The bottom line with the first part of the We Media Deal is that the more you give to the system, the more you want and need out of the system.  A big part of peer production is that most people fundamentally, if quietly, want to belong to any bit of community they can find.  All these new web services of late have transformed the mass Internet from a read platform to a read/write platform, so now everyone can have a say in things.  The same reason eBay is cooler and bigger than the New York Times on the Web will drive this new generation of services, and new spins on old services, forward.

2. Next up — the more transparent the value exchange, the more willing you are to share your data.  Transparecy rules.  When you contribute to the web, you’re exposed, so why is trasparency a help and not a hindrance?  Let’s look at the same 3 examples.

– Delicious let’s you delete your account and all your personal data.  They’re blatant about it during the sign-up process.  The result?  It increases your trust in the network since you can easily exit at any time.

– Blogging and Flickr couldn’t be more transparent.  They’re personal printing presses.  If you’re good at it, you really have to think before you write.
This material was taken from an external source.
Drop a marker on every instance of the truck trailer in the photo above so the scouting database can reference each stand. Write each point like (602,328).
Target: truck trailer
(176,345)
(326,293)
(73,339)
It’s you – you’re really hanging out there transparent for all the world to see – therefore you’re even more invested in what you write and derive even more value from the activity.

– Similarly, Wikipedia tracks who changes what, and if you make an error, the community will correct it in an astonishingly short time frame, keeping you honest.

The good news is that, while the We Media Deal is coming of age, our New Media Deal is alive and well and growing stronger as the web evolves as well.  Free services and more targeted advertising in exchange for some of your personal data makes a ton of sense when the right balance of service and data is there.  Transparency and control make the We Media Deal an even stronger stronger bond between company and individual, mostly because the bond is between company and community — the deal gets more solid the more we as individuals invest in it.